I shrug. “Does it matter?”

She nods. It doesn’t. “I was the leader of my squad.”

“No doubt.”

“Just because you’re leader doesn’t mean you’ll make sergeant after graduation.”

“I sure hope that’s true.”

“I know it’s true. I asked.”

She turns on her bare heel and goes back to her bunk. I look down at my feet and notice my nails need trimming. Ringer’s feet are very small, with nubby-type toes. When I look up again, she’s heading for the showers with a towel thrown over her shoulder. She pauses at the door. “If anybody in this squad touches me, I’ll kill them.”

There’s nothing menacing or funny about the way she says it. As if she’s stating a fact, like it’s cold outside.

“I’ll spread the word,” I say.

“And when I’m in the shower, off limits. Total privacy.”

“Roger that. Anything else?”

She pauses, staring at me from across the room. I feel myself tense up. What next? “I like to play chess. Do you play?”

I shake my head.

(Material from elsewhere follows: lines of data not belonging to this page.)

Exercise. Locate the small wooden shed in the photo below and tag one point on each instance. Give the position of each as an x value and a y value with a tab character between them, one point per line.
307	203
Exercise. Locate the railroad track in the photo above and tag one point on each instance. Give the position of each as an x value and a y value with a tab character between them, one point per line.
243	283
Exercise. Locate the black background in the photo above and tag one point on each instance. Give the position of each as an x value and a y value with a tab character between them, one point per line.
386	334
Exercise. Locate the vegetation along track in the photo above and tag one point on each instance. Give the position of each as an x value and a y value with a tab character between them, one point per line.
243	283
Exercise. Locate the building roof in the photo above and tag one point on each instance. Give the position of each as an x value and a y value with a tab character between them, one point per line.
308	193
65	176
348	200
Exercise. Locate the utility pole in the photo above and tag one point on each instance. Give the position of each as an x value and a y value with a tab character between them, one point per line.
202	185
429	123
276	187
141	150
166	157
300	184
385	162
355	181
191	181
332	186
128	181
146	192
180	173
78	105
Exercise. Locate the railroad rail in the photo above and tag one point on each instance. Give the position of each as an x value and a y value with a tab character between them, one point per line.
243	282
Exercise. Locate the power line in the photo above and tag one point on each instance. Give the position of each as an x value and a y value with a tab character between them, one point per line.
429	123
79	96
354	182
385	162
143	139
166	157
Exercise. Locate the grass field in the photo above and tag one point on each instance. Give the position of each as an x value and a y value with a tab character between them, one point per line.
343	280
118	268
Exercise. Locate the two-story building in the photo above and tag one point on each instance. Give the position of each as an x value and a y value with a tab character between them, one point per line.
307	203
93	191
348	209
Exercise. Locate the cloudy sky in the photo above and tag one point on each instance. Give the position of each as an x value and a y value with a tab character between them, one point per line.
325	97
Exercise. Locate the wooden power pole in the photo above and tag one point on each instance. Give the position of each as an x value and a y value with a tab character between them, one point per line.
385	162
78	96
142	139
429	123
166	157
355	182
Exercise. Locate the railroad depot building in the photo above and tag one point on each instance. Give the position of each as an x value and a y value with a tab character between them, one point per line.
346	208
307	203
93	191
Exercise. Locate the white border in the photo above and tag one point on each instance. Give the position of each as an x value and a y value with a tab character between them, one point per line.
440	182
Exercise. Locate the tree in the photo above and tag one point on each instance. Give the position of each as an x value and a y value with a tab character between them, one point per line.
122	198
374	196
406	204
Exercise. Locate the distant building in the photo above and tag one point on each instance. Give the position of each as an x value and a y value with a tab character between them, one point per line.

Holler at the boys, “Any of you pervs play chess?”

“No,” Flint calls back. “But if she’s in the mood for some strip poker—”

It happens before I can get two inches off the mattress: Flint on the ground, holding his throat, kicking his legs like a stomped-on bug, Ringer standing over him.

“Also, no demeaning, sexist, pseudo-macho remarks.”

“You’re cool!” Teacup blurts out, and she means it. Maybe she needs to rethink this whole Ringer thing. Might not be such a bad arrangement having another girl around.

“That’s ten days half rations for what you just did,” I tell her. Maybe Flint had it coming, but I’m still the boss when Reznik’s not around, and Ringer needs to know it.

“Are you writing me up?” No fear in her voice. No anger. No anything.

“I’m giving you a warning.”

She nods, steps away from Flint, brushes past me on the way to fetch her toiletry kit. She smells—well, she smells like a girl, and for a second I’m a little light-headed.

“I’ll remember you going easy on me,” she says with a flip of her bangs, “when they make me Fifty-three’s new squad leader.”

50

A WEEK AFTER Ringer arrived, Squad 53 moved up from tenth to seventh place. By week three, we had edged past Squad 19 to take fifth. Then, with only two weeks to go, we hit a wall, falling sixteen points back from fourth place, a nearly insurmountable deficit.